To paraphrase the requirements above, you, as trustee, need to ensure that you have a written Investment Strategy that has been crafted for your fund's particular circumstances; not one that was bought off the shelf or produced by someone else as a 'template' for you to edit and sign-off on. Further you need to consider four key investment issues: Risk, Return, Liquidity and Diversification. And this process needs to be a dynamic one, regularly reviewed and changed with the shifting personal circumstances of the fund's members.

When considering risk and return, you need to first determine what your SMSF's objectives are, or should be. Here's a hint: aim to meet the 'sole purpose test' found in SIS Act section 62(1) which in essence says that a super fund should exist to provide retirement or death benefits to its members. Not taxation benefits prior to retirement. Not to take speculative risks on single investment assets, nor to hold exotic or unusual assets that would otherwise not be held by public offer funds.

You, in choosing to have a SMSF, are in essence declaring that you will take control of providing for your own retirement. With great control comes great responsibility.

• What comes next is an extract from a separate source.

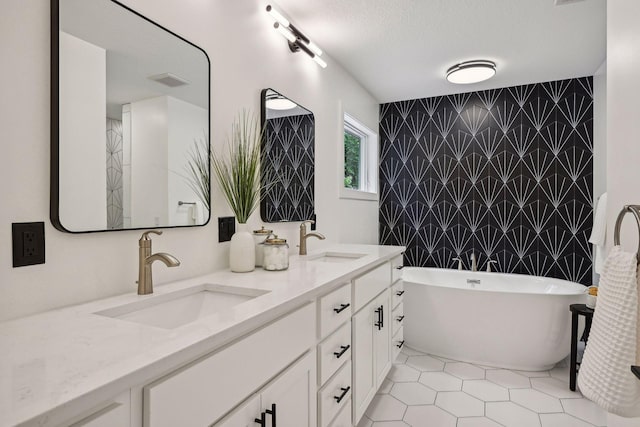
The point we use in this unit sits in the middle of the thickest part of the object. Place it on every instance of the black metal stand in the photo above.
(577, 310)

Note as well the reference to 'expected cash flow requirements' and being able to meet 'existing and prospective liabilities'. Does your Investment Strategy factor in the possibility that a significant portion of fund assets might need to be liquidated at relatively short notice? Pension obligations can be planned for months and years in advance. But what about an unexpected death (or permanent disablement) of a member? What about an acrimonious divorce where one member insists on rolling their benefit to another fund?

Finally to the vexed issue of diversification. Is your SMSF exposed to the expected performance of one, or a few, assets? What if this concentrated position doesn't pay off? Where does that leave your retirement, and that of your partner or fellow members? This is particularly relevant in light of Graham Hand's excellent piece on the spruiking of investment property to SMSF trustees under the Limited Recourse Borrowing Arrangement rules.

In summary, running a SMSF is no small undertaking. If you have gone down this path, then you have accepted the legal obligations that accompany such a move. Ignorance of the law is no excuse. Nor will the action (or inaction) of service providers provide protection from the application of the SIS Act and its Regulations to you. Forewarned is forearmed.